Fenerbahçe üst üste iki mağlubiyet alarak en yakın rakibi ile arasındaki puan farkını 4’e indirdi. Sivasspor maçına dair çok şey konuşulabilir. Başta hakem.. Egemen’in faul olduğu tartışmalı bir pozisyonda sarı kart görmesi belki tartışılır ama itirazı sonrası kırmızı kartı ancak Egemen Korkmaz’ın hakeme neler söylediğini bilirsek değerlendirebilirsiniz. Hakem eğer “üzerine yürüme” olarak algılayıp kırmızı kartı verdiyse böylesine inisiyatif kullanması eleştirilir. Tartışma götürmeyen bariz hata ise Fenerbahçe’nin verilmeyen penaltısı. Meireles’in unutulan kırmızısını da eklediğinizde diyebiliriz ki hakem oldukça kötü bir yönetim sergilemiştir.

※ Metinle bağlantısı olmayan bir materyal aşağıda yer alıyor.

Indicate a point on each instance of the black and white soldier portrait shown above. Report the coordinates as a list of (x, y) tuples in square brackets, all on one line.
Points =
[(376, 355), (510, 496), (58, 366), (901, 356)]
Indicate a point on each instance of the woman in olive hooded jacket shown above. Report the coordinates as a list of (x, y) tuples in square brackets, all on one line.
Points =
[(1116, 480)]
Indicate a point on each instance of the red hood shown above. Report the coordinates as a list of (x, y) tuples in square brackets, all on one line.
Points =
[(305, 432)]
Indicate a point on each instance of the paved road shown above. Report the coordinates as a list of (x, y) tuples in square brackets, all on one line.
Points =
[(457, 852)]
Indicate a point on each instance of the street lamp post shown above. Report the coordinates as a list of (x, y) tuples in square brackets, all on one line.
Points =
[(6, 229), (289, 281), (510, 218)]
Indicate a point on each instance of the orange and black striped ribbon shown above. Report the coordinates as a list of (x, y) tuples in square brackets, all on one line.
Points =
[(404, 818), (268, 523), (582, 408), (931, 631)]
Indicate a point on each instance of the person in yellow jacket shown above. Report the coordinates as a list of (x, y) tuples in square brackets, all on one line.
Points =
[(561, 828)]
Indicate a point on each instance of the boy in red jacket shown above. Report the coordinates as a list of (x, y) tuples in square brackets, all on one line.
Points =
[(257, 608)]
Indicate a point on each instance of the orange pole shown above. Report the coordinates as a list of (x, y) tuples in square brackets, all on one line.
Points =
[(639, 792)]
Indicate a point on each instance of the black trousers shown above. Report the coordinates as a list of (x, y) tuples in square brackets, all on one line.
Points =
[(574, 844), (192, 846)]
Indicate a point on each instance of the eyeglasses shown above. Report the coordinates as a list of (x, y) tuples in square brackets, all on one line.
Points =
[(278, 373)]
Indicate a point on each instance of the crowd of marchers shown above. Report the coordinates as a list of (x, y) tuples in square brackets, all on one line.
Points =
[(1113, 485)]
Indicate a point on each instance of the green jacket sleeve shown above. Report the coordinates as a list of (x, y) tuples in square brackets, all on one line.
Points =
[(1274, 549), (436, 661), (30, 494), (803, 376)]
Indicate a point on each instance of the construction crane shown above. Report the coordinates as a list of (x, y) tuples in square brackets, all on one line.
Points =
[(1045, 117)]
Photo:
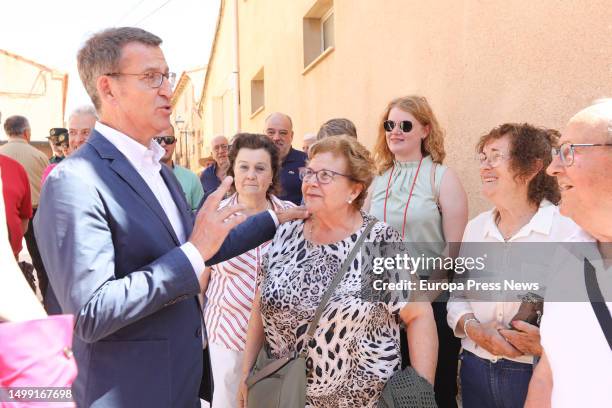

Hakemden devam edelim sapla samanı karıştırmadan. Hakemlerin GSlisi FBlisi olmaz. Bu yüzden biri diğerine yanlış karar vermeyi aklından bile geçirmez zira göreceği baskı çok daha büyük. Lakin şu kesin ki Fenerbahçe yenilirse birileri çok fazla para kazanacak, lig çok daha değerli hale gelecek. Bu sadece Lig TV’yi değil futbol programı yapan onlarca TV kanalını ve futbolun etki ettiği her alanı kapsıyor. Dolayısıyla böyle bir baskıdan dolayı hakem baskı altına alınmış olabilir. 10 puan önde olan Beşiktaş da olsa Galatasaray da olsa bu tarz şeyler bu ülkede yaşanacak gibi geliyor bana. Hakemlerden bağımsız konuşmak gerekirse sezon başı yapılan hatanın bugün Fenerbahçe bedelini ödüyor. Nihayetinde üst üste puan kayıplarının yaşanmaya başlaması forvet sakatlıklarıyla beraber başladı.
Kurgusal hata
Bunu tüm bu olumsuz sonuçlardan sonra değil sezon başında üç büyük kulübün futbol aklını yazıya döktüğümüzde dile getirmiştim. Fenerbahçe kabaca 4-3-3 oynuyor. İleride üç oyuncu da forvet. Ortadaki 3 oyuncu için takımda 9 aday futbolcu varken ilerideki 3 oyuncu için sadece 4 aday futbolcu vardı ve bunların hepsi de yabancıydı. Bazen yedeğe forvet almadan çıktığı maçlar oldu Fenerbahçe’nin. Eğer forvetlerden birisi sakatlanırsa dedik Fenerbahçe maç içerisinde hamle yapamayacak hale gelecek diye yazmıştık. Öyle ki bunları yazdığım zamandan sonra oynanan Kasımpaşa maçı da iyi bir örnek teşkil etti. Maçın sonu Fenerbahçe adına iyi bitse de forvet takviyesine ihtiyacı olan Ersun Yanal defansif orta saha çıkarıp Mehmet Topal’ı alarak ofansif açıdan güçlü olmaya çalıştı. Kulübede başka da şansı yoktu.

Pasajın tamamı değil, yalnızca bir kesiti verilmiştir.